Body & Interior Colors and Rims
Exterior colors for the Santa Cruz include bold options like Blue Stone, Sage Gray, and California Sand, alongside traditional shades such as Phantom Black, Ice White, and Hampton Gray. The palette skews toward muted earth tones and metallics, reinforcing the lifestyle/outdoor vibe. Paints feature satin or gloss finishes depending on trim, and some colors are exclusive to turbocharged or Limited models. Matte-black accents on the wheel arches, bumpers, and cargo railings add contrast and rugged visual cues.

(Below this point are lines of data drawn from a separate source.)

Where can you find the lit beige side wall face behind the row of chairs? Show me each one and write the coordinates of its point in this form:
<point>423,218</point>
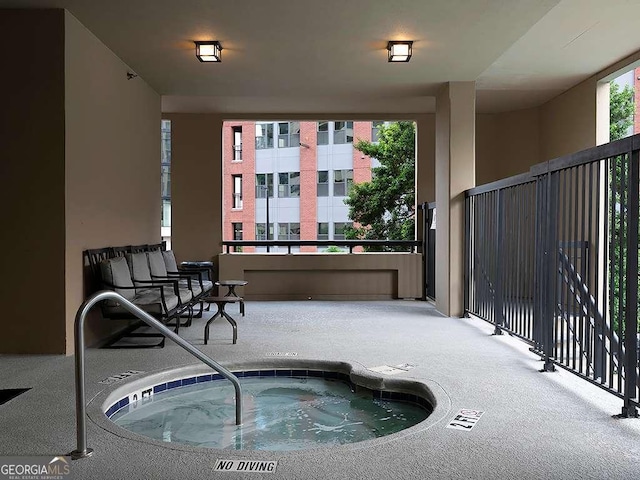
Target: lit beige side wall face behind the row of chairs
<point>112,168</point>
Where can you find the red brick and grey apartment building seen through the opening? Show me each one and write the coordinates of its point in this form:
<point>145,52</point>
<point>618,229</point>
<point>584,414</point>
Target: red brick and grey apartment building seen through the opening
<point>305,168</point>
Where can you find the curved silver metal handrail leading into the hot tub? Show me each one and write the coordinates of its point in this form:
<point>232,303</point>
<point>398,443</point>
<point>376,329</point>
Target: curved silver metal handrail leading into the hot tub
<point>81,428</point>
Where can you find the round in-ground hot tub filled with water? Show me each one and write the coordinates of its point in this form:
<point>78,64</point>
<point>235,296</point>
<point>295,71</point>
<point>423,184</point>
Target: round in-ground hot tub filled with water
<point>290,406</point>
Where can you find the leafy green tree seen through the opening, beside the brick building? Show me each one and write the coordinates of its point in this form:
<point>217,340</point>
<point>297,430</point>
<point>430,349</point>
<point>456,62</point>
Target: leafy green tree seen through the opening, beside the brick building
<point>384,207</point>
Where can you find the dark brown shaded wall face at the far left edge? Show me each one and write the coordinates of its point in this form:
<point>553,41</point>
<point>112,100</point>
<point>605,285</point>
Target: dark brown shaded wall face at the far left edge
<point>32,182</point>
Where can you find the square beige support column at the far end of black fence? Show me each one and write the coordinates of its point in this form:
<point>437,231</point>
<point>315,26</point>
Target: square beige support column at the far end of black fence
<point>455,173</point>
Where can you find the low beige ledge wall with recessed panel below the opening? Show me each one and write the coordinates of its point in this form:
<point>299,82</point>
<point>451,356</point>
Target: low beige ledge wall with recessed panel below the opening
<point>359,276</point>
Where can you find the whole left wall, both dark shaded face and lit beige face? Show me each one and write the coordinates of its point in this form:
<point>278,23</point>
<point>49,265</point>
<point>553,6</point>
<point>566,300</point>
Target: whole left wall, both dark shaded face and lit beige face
<point>80,151</point>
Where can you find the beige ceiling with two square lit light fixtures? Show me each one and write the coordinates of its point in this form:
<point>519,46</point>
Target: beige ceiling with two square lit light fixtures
<point>329,56</point>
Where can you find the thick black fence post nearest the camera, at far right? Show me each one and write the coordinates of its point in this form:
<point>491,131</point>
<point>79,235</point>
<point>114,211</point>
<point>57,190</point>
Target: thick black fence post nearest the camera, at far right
<point>629,409</point>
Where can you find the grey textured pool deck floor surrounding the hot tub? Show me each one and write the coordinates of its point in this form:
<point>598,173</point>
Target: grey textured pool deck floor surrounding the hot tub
<point>534,426</point>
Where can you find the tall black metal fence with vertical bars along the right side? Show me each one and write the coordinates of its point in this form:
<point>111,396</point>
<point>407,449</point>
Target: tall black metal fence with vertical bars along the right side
<point>552,257</point>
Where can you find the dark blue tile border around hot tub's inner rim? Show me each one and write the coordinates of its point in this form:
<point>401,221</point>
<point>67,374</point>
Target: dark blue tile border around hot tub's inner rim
<point>377,394</point>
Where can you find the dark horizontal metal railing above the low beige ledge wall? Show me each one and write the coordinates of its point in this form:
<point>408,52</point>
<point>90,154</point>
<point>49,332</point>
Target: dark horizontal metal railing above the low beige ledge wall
<point>411,245</point>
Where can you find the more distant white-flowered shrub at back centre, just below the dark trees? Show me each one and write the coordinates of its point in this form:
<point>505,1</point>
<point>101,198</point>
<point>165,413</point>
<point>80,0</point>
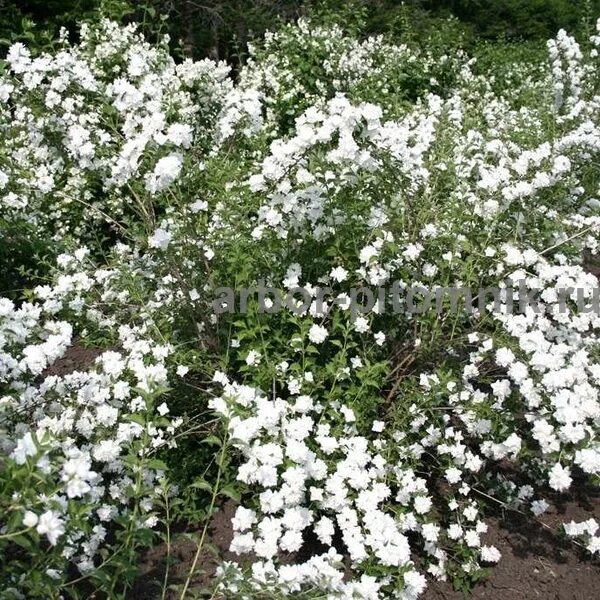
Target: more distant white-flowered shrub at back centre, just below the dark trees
<point>304,64</point>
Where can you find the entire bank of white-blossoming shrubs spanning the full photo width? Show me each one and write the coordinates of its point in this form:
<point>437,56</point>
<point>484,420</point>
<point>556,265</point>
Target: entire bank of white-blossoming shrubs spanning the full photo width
<point>371,445</point>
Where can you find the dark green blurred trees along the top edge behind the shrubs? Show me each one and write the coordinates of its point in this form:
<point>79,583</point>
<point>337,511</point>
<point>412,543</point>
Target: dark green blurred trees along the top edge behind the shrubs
<point>221,29</point>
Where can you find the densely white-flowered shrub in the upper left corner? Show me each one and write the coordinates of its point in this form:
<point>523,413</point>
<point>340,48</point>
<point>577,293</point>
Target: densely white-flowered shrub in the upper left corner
<point>98,129</point>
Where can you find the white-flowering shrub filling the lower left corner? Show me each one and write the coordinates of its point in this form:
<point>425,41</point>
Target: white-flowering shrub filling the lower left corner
<point>79,479</point>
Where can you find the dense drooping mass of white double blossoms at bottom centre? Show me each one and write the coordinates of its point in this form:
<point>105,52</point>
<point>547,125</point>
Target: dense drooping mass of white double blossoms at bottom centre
<point>316,472</point>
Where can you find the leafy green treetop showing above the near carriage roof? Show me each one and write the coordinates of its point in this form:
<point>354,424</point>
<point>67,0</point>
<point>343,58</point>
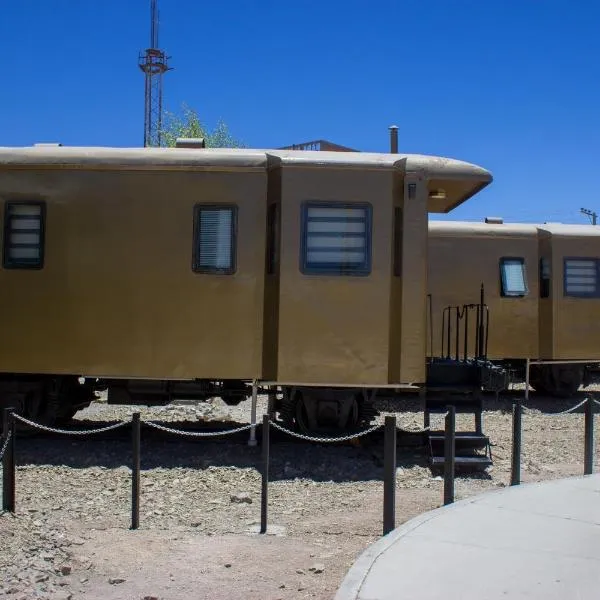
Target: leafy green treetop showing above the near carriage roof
<point>189,125</point>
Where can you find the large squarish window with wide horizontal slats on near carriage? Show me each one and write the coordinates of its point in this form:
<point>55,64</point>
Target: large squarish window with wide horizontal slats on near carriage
<point>336,238</point>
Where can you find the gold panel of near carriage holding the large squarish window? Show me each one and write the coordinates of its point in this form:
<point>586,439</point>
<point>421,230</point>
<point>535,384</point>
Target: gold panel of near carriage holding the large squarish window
<point>333,326</point>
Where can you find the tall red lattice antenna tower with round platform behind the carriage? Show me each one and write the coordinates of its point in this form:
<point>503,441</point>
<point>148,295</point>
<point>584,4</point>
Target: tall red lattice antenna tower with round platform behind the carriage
<point>153,62</point>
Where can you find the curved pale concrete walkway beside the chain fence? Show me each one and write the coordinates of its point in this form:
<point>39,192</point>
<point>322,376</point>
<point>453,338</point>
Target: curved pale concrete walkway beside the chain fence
<point>535,541</point>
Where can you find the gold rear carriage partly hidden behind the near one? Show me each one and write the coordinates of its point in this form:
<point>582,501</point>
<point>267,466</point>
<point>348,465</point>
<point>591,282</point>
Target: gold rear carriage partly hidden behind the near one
<point>542,298</point>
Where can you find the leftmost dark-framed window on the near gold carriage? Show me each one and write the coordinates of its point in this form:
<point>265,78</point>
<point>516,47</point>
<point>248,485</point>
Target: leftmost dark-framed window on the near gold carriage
<point>24,235</point>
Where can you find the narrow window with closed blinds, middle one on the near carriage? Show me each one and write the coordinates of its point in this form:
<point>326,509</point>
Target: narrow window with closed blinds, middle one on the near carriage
<point>214,239</point>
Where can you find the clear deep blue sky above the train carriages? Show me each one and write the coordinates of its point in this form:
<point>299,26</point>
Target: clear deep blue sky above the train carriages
<point>512,85</point>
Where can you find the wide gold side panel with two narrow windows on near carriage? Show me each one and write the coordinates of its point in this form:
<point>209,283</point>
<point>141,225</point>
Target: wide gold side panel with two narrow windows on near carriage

Interior themes range from monochrome black to light gray and two-tone combinations with orange contrast stitching and piping on higher trims. Materials include soft-touch plastics, leatherette, and in upper models, perforated leather with ventilated and heated front seats. The dashboard incorporates a dual-screen layout with an optional 10.25-inch touchscreen and full digital cluster, surrounded by piano-black accents and ambient lighting. Interior trim is clean, horizontal, and minimalist, with large storage bins, sliding console lids, and multiple USB-C ports underscoring its usability.

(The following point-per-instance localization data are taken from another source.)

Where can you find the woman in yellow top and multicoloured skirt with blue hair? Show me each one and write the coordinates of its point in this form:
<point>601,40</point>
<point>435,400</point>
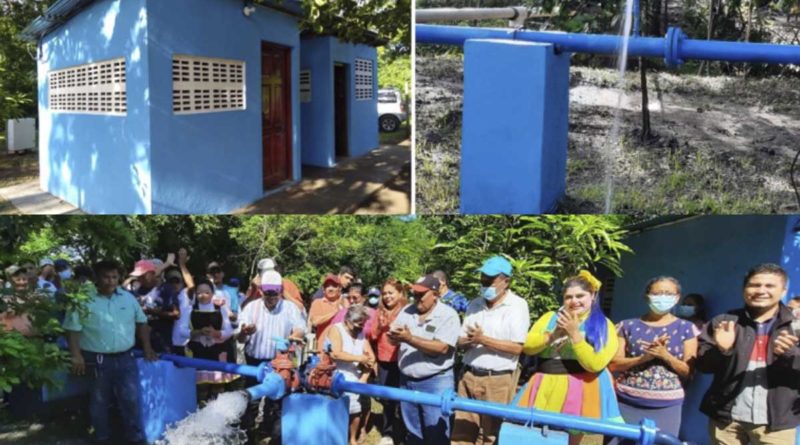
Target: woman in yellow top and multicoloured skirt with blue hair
<point>575,345</point>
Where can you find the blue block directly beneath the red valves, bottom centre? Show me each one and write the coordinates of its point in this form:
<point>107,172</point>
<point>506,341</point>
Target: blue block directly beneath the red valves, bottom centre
<point>314,419</point>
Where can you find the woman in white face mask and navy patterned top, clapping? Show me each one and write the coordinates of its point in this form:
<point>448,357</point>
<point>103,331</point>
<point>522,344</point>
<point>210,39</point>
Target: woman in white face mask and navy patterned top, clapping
<point>655,359</point>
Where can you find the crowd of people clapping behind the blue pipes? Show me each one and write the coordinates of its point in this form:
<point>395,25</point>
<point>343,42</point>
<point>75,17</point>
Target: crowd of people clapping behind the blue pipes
<point>424,336</point>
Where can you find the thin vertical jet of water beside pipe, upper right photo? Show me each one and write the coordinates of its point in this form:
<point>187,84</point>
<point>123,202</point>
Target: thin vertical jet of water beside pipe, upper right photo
<point>615,142</point>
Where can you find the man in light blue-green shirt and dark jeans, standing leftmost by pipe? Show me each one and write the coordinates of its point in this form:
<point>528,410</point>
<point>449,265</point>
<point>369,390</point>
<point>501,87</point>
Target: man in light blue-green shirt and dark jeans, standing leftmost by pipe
<point>102,342</point>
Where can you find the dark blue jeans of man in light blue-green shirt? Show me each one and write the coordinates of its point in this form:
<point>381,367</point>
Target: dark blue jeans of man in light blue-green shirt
<point>115,377</point>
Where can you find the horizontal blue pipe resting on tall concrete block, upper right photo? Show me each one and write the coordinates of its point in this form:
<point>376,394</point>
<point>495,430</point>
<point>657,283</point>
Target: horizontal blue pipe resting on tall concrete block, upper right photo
<point>674,47</point>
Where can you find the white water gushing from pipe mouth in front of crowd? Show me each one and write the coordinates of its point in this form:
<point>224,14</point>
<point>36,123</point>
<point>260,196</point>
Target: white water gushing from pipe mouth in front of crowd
<point>215,424</point>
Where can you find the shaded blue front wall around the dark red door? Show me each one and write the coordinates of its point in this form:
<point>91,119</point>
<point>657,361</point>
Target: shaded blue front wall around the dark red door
<point>211,162</point>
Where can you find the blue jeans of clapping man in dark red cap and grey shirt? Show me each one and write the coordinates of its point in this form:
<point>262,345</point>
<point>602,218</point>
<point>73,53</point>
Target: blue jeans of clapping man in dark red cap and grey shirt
<point>426,424</point>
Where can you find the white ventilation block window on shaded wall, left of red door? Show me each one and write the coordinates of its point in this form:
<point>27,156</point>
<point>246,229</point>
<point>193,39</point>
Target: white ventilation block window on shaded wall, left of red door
<point>206,85</point>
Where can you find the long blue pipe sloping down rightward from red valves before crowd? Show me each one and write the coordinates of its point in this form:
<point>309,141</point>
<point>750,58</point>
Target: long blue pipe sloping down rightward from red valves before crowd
<point>449,402</point>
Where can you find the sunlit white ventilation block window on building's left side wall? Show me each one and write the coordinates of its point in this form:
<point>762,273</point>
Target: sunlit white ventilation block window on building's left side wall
<point>95,88</point>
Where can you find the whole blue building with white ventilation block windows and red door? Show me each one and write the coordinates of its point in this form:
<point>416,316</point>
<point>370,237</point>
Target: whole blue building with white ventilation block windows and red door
<point>189,106</point>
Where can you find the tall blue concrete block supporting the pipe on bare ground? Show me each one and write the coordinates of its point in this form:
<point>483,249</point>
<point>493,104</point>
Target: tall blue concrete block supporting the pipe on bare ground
<point>514,135</point>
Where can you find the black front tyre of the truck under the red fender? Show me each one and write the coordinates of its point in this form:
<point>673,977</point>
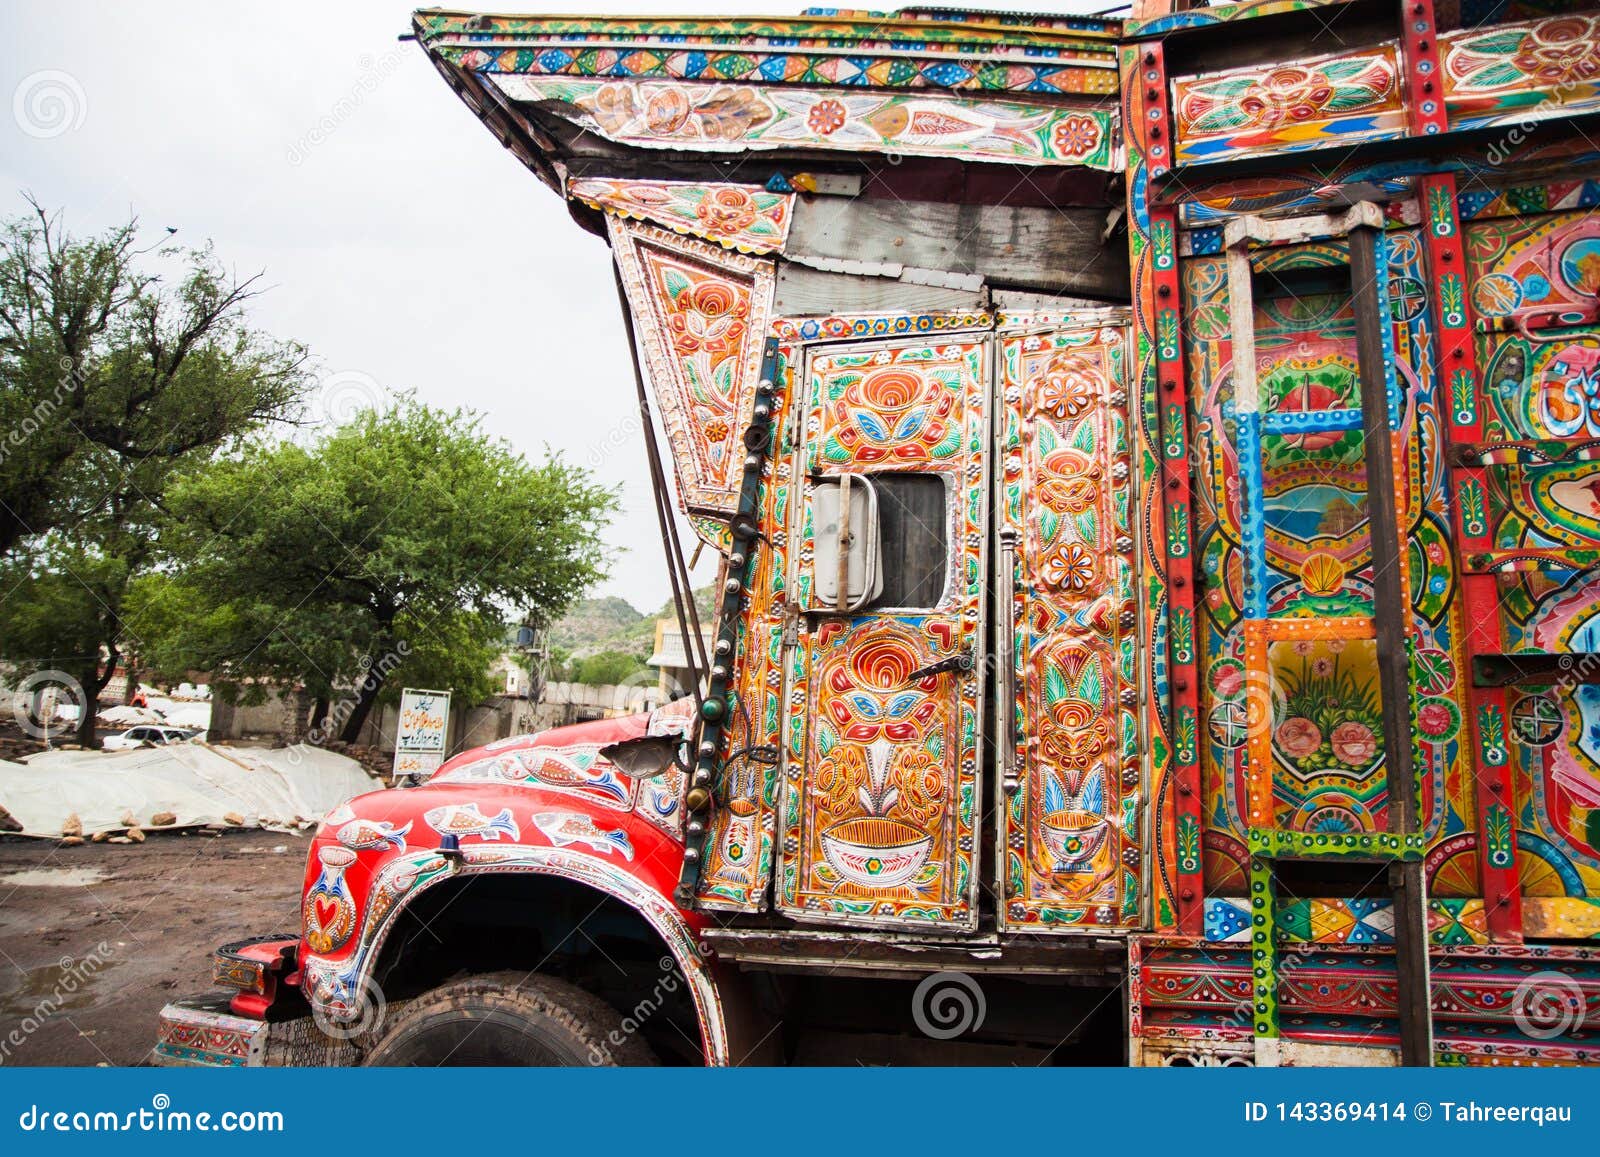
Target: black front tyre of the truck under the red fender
<point>514,1020</point>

Wheel options include 18-inch alloys on mid-level trims with off-road-inspired patterns and 20-inch machined-finish wheels with gloss-black inserts on turbocharged models. The wheels fill the arches well and are paired with low-profile all-season tires or more rugged all-terrains, depending on configuration. Their design matches the Santa Cruz’s hybrid identity: both street-smart and trail-ready.
Top Expensive Options
- 10.25-Inch Touchscreen with Navigation: $1,200
- Premium Audio by Bose: $650
- Power Sunroof with Sliding Shade: $900
- Remote Smart Park Assist (RSPA): $750
- Ventilated Front Seats with Memory Function: $700
- Hyundai Digital Key via Smartphone: $500
- Tonneau Cover with Lockable Tracks: $1,000
- LED Projector Headlights with Auto High Beam: $600
- 20-Inch Alloy Wheels with Gloss Black Accents: $800
- Surround View Monitor and Blind Spot View Camera: $1,300
vs Competitors
The Santa Cruz competes most directly with the Ford Maverick but offers a completely different flavor. Where the Maverick emphasizes value and work-ready frugality, the Santa Cruz pushes upscale with better interior materials, higher power outputs, and a focus on design. Against midsize pickups like the Toyota Tacoma or Chevy Colorado, the Santa Cruz trades off-road ruggedness for on-road civility, unibody refinement, and urban comfort. It’s not built for rock crawling or payload supremacy but for active individuals who need versatility without the bulk of a full-size truck. Compared to compact crossovers like the Subaru Outback or Honda CR-V, the Santa Cruz adds bed utility and towing without sacrificing ride comfort or tech. It’s a category-defining alternative for people who want “just enough truck” wrapped in modern design and familiar SUV dynamics.
Fun Fact
The Santa Cruz is the first pickup truck built by Hyundai and the first unibody truck ever manufactured in the U.S. by a non-American brand. Produced in Montgomery, Alabama, it redefines the pickup not as a tool for laborers, but as a lifestyle utility vehicle — blending Tucson DNA with cargo-bed freedom in a package that has no direct historical precedent in the brand’s portfolio.